Globe Trot: French unity march masks divisions over terror response
FRANCE: More than 1.5 million people marched in Paris yesterday, including at least four heads of state—President François Hollande of France, Chancellor Angela Merkel of Germany, Prime Minister David Cameron of Britain, Prime Minister Benjamin Netanyahu of Israel, and Mahmoud Abbas, president of the Palestinian Authority. They marched in a show of unity against terrorism that masks deep divisions and anxiety over how to stop future attacks.
The attacks in Paris over four days killed 17, including hostages taken Friday plus the dozen killed at the offices of satirical newspaper Charlie Hebdo. Security forces killed all three attackers Friday, but a video of gunman Amedy Coulibaly shows him giving allegiance to the Islamic State. Growing evidence suggests the killers also had ties to al-Qaeda in Yemen.

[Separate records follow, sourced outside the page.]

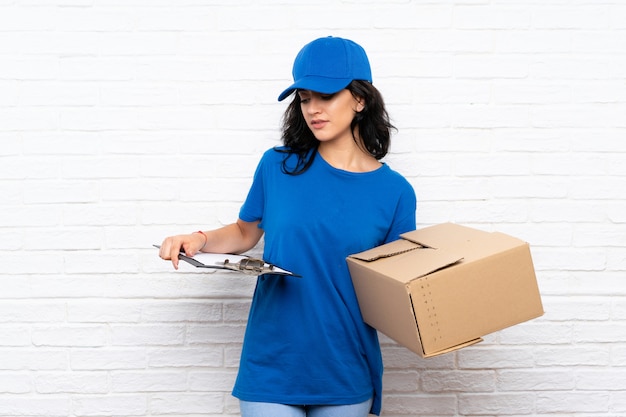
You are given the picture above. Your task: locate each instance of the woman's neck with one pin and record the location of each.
(348, 157)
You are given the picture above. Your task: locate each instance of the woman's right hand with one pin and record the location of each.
(190, 244)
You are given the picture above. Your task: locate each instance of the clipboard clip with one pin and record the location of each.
(249, 266)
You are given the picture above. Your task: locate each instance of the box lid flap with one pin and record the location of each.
(387, 250)
(405, 261)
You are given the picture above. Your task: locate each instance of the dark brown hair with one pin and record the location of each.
(372, 122)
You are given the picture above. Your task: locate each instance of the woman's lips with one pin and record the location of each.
(318, 124)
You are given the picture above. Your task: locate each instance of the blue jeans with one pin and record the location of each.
(256, 409)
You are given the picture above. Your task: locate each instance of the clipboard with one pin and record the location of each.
(238, 263)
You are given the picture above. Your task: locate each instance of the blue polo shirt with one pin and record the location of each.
(306, 342)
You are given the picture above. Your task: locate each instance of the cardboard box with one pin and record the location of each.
(441, 288)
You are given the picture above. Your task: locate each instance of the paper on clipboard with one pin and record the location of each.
(237, 263)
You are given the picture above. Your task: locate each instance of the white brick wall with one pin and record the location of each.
(123, 121)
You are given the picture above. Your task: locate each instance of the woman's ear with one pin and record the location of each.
(360, 104)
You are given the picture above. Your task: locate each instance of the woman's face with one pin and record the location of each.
(329, 115)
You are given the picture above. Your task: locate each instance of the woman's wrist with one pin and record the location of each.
(206, 238)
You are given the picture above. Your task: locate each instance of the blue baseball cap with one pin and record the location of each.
(327, 65)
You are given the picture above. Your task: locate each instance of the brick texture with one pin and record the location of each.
(123, 121)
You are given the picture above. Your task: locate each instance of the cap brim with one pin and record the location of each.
(318, 84)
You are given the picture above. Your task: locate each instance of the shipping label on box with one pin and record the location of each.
(441, 288)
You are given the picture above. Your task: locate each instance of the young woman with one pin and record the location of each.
(320, 197)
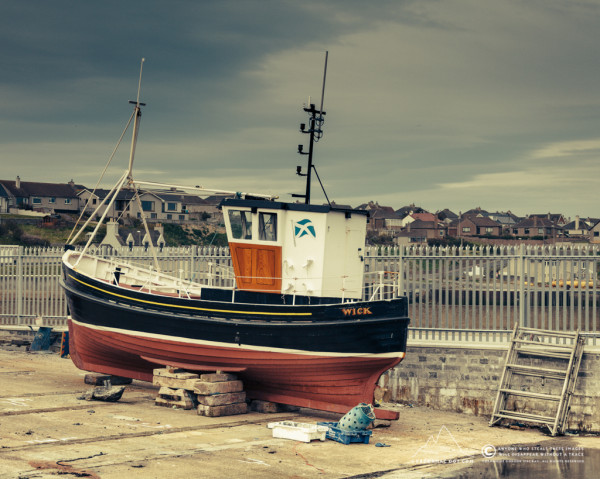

France deployed 10,000 troops today to protect Jewish and other sites across the country. The killing of four French Jews in last week’s hostage standoff at a Paris kosher market has deepened the fears among Europe’s Jewish communities, which already face rising anti-Semitism. One of the hostages who hid inside a freezer at the kosher market for five hours during the hostage-taking, said he would move his family of four children to Israel.
NIGERIA: Nine days after a Boko Haram massacre in Baga near Lake Chad—that may have killed 2,000—authorities are still unable to assess the site. Baga, local government officials say, is simply no more. It’s “virtually non-existent,” Musa Alhaji Bukar, a senior government official in the area, told the BBC. And The Washington Post states, “It’s hard to find contemporary precedent for the delight Boko Haram takes in killing.”
NEW YORK: Calling his actions “barbaric,” Judge Katherine Forres sentenced Abu Hamza al-Masri to life in prison on Friday for terrorist activities, including a plot to kidnap and kill Western tourists in Yemen and a plan to set up a terrorist training camp in Oregon.
HAITI: On this fifth anniversary of Haiti’s devastating earthquake, where has its $10 billion in global aid gone? “Nobody can claim that money has been squandered only by Haitians,” writes former Haitian ambassador to the U.S. Raymond Joseph. Two-thirds of USAID contracts for Haiti, went to “Beltway-based firms, while just 1.5 percent has gone to Haitian companies,” he said. In 2010, I profiled Joseph and his remarkable journey to Moody Bible Institute and back to Haiti.
CUBA has completed the release of 53 political prisoners as part of last month’s agreement to normalize relations with the United States.